Set up the Visual Editor correctly. In Storyblok's settings, configure the preview URL to point to your local dev server (https://localhost:4321). The storyblokEditable helper adds the data attributes needed for the editor to highlight components.
Use the "resolve_relations" parameter. When content references other stories (like author profiles or related posts), pass resolve_relations: "blogPost.author" in your API call to get the full data in one request.
Configure webhooks for rebuilds. Under Settings > Webhooks, set up a trigger that fires when stories are published. Point it at your hosting platform's deploy hook.
Separate draft and published content. Use version: "draft" during development and version: "published" in production.

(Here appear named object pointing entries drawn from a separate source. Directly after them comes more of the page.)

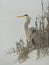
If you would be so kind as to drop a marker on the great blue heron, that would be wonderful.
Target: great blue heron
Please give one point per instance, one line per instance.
(28, 31)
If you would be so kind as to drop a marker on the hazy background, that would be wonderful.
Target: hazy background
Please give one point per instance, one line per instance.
(12, 28)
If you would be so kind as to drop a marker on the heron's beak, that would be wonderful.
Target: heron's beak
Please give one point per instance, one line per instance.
(20, 16)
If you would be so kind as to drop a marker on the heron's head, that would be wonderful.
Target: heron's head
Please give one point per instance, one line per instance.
(25, 16)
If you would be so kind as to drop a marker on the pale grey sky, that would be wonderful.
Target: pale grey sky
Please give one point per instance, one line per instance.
(11, 28)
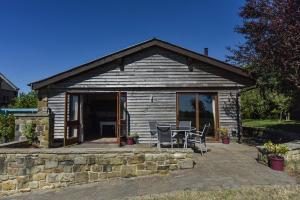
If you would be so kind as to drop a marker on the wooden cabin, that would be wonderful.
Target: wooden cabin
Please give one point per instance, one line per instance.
(151, 81)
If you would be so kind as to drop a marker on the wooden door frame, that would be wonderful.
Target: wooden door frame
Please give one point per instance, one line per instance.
(119, 115)
(66, 122)
(217, 116)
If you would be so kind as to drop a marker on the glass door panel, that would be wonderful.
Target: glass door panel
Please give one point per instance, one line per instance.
(199, 108)
(72, 122)
(187, 107)
(206, 104)
(122, 115)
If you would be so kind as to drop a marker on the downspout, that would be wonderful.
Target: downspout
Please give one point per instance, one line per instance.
(238, 108)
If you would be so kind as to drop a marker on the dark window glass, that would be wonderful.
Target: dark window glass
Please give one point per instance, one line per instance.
(187, 108)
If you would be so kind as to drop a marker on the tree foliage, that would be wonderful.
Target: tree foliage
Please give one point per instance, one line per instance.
(24, 100)
(272, 105)
(272, 48)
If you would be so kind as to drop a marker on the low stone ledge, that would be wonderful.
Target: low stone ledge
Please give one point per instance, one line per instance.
(24, 170)
(93, 150)
(14, 144)
(292, 158)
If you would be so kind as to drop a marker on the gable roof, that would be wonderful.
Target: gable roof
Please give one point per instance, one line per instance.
(134, 49)
(2, 77)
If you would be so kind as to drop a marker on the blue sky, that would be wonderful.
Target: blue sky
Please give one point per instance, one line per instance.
(39, 38)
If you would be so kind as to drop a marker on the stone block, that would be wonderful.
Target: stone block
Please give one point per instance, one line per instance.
(53, 177)
(25, 190)
(3, 165)
(67, 177)
(179, 155)
(9, 185)
(186, 164)
(46, 185)
(107, 168)
(151, 166)
(141, 167)
(155, 157)
(116, 161)
(93, 176)
(22, 181)
(80, 168)
(136, 159)
(39, 176)
(91, 160)
(128, 170)
(96, 168)
(163, 167)
(81, 177)
(101, 160)
(33, 184)
(12, 171)
(3, 178)
(116, 167)
(173, 167)
(80, 161)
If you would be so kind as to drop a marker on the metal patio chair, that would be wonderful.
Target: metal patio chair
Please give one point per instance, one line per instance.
(185, 127)
(164, 135)
(153, 133)
(199, 138)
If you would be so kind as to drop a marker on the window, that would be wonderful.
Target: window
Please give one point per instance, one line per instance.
(199, 108)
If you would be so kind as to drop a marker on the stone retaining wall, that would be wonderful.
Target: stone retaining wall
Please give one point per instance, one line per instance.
(23, 170)
(43, 123)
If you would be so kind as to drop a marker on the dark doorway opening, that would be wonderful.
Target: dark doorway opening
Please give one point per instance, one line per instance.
(99, 116)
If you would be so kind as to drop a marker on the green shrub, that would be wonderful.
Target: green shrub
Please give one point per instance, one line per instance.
(7, 127)
(30, 133)
(276, 149)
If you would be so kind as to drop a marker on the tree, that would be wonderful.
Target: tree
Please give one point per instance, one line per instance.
(272, 47)
(253, 105)
(24, 100)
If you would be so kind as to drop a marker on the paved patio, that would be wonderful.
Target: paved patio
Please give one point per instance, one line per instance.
(225, 166)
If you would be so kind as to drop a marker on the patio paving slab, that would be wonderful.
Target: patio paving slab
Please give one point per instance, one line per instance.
(225, 166)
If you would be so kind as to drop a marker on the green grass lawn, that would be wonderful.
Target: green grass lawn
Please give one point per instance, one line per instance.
(290, 126)
(244, 193)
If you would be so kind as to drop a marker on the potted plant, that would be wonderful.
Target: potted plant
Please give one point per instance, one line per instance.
(7, 127)
(224, 134)
(123, 141)
(31, 134)
(276, 155)
(130, 140)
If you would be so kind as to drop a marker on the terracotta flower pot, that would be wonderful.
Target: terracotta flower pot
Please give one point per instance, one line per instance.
(225, 140)
(130, 141)
(276, 163)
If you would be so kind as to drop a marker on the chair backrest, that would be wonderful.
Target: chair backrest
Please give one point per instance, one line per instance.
(164, 134)
(204, 131)
(185, 125)
(153, 127)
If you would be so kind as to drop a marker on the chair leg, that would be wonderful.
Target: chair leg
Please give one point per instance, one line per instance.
(201, 147)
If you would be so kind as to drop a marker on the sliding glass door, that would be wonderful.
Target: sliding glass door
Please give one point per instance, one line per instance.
(200, 109)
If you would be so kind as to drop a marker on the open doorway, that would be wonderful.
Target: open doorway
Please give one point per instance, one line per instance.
(99, 116)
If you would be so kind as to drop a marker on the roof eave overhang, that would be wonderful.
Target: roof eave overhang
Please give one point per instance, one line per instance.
(133, 49)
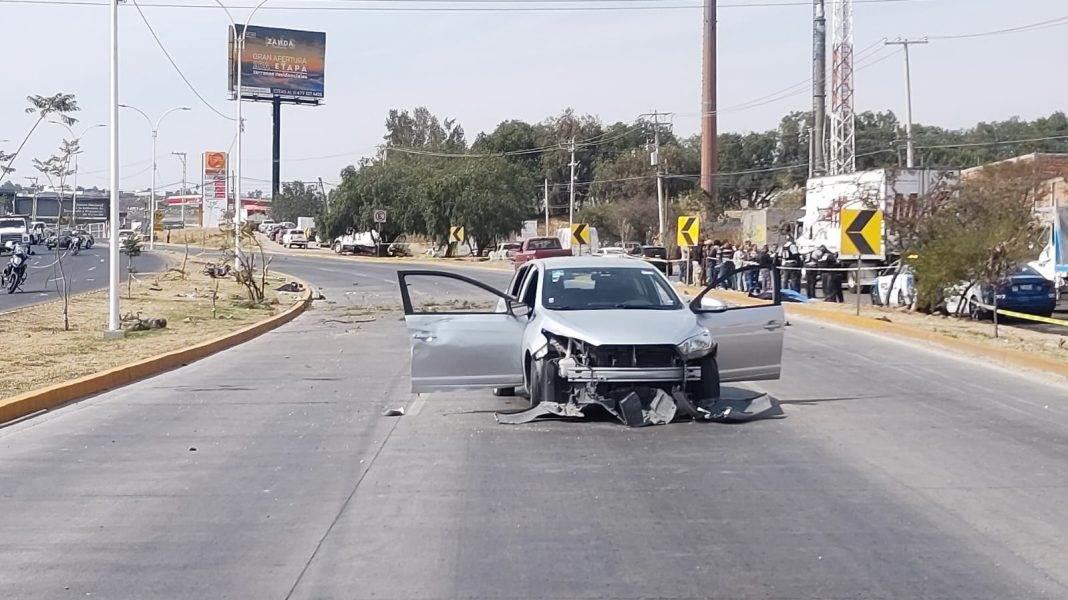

This lets editors preview changes without affecting the live site.
Alternatives to Consider
- Sanity if you prefer schema-as-code and real-time collaboration without a visual page builder.
- DatoCMS if you want a simpler form-based CMS with excellent image optimization built in.
- Contentful if you need a larger integration ecosystem and enterprise features like content approval workflows.
Wrapping Up
Storyblok and Astro work well together, especially when your content team needs visual editing capabilities. The official integration handles most of the boilerplate, the component mapping system keeps your code organized, and the image service means you do not need a separate media pipeline. If your editors want to see their changes in real time before publishing, this is the CMS to pick.